Detroit president Dave Dombrowski, who along with Tigers owner Mike Ilitch had to make the agonizing decision to cut Easley this spring, makes the salient point that the money is already committed, whether you have the player or not. Sometimes, it's better to admit your mistake and move on.
"You're generally going to be bringing up a minimum-salary guy, so you're only talking about $300,000 more," he said when the Tigers were at Safeco Field on the last Mariners' homestand. "You just have to say, 'OK, what do you do, keep putting someone out there who's not performing? Which way do you go?'
"You can't win either way. I'm sure anyone who releases guys like that are in a position where it's really the last thing they want to do, but it really comes down to, in their own analysis, that this just isn't working, and we're better off to make that second move."
Owners getting wary
Dombrowski believes the top-tier players will continue to get multi-year megacontracts, but that owners might be more wary of whom they reward in light of all the bloated contracts teams throughout baseball are struggling to get out from under.
"It makes you more aware of the ramifications of giving them [contracts] to people that aren't that certain level of talent," Dombrowski said. "The industry, as we all know, has gone through different waves.

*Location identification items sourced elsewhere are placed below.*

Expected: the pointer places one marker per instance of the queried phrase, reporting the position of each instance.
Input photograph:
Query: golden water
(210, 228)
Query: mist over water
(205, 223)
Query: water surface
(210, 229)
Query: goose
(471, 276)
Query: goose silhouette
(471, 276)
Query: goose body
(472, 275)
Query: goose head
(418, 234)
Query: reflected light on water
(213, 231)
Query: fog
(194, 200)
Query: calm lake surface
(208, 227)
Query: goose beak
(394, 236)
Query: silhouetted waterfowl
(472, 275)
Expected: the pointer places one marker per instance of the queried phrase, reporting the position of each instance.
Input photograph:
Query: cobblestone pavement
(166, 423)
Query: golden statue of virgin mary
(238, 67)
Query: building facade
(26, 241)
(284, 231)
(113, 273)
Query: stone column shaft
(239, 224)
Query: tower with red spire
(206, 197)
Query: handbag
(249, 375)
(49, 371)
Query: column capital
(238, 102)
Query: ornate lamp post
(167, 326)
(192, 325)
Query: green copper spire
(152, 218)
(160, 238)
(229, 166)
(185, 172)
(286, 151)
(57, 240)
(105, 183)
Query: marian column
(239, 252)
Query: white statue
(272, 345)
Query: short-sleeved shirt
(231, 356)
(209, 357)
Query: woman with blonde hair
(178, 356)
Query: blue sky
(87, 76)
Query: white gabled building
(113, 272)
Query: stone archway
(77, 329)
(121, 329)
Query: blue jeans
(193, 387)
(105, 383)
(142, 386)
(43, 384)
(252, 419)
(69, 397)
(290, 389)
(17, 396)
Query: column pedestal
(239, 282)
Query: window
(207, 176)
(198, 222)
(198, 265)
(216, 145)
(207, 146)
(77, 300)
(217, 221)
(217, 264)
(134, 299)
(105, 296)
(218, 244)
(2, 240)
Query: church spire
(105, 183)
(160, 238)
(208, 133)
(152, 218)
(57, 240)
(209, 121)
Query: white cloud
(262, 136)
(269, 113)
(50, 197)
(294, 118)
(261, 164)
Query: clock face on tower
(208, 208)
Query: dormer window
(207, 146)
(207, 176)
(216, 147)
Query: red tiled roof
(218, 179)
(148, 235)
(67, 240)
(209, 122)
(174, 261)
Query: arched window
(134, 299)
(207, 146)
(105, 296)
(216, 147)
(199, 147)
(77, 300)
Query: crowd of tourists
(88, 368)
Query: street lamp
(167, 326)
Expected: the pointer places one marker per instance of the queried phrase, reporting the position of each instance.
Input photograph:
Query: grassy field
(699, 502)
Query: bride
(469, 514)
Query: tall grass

There were long-term contracts, then they went down to short-term. I don't know what wave we're in.
"The big contracts are still out there for the star players -- look at Jim Thome last year, and Alex Rodriguez -- but who you give them to is always something you analyze pretty heavily."
Wedge leads pack in security
Cleveland's Eric Wedge, the youngest manager in baseball at age 35, amazingly is the manager with the most security in the major leagues.
The Indians recently exercised their two-year club option on Wedge for 2005 and 2006, and added another two-year option for the 2007 and 2008 seasons.
So Wedge, who has yet to produce two winning months as a major-league manager, has more security than Bobby Cox, Joe Torre or Tony La Russa.
Dusty Baker, Art Howe, Lou Piniella and Buck Showalter all have contracts that run, like Wedge's, through the 2006 season. But none of them have the two-year option beyond that, making Wedge the only manager with a contract that can keep him on the job through the 2008 season.
It's a testament to general manager Mark Shapiro's faith in the potential of Wedge, who managed in Cleveland's farm system before getting the Indians' job last October. With the youngest team in baseball -- 13 rookies on the 25-man roster -- the Indians have been kept out of the American League Central cellar only by the ineptitude of Detroit.
The truth is, many of the managerial stars this season have been the elder statesmen: Jack McKeon (age 72), Felipe Alou (68), Bobby Cox (62), Joe Torre (63) and Jimy Williams (60 in October), with credible jobs by Frank Robinson (67) and Lou Piniella (60 in two weeks).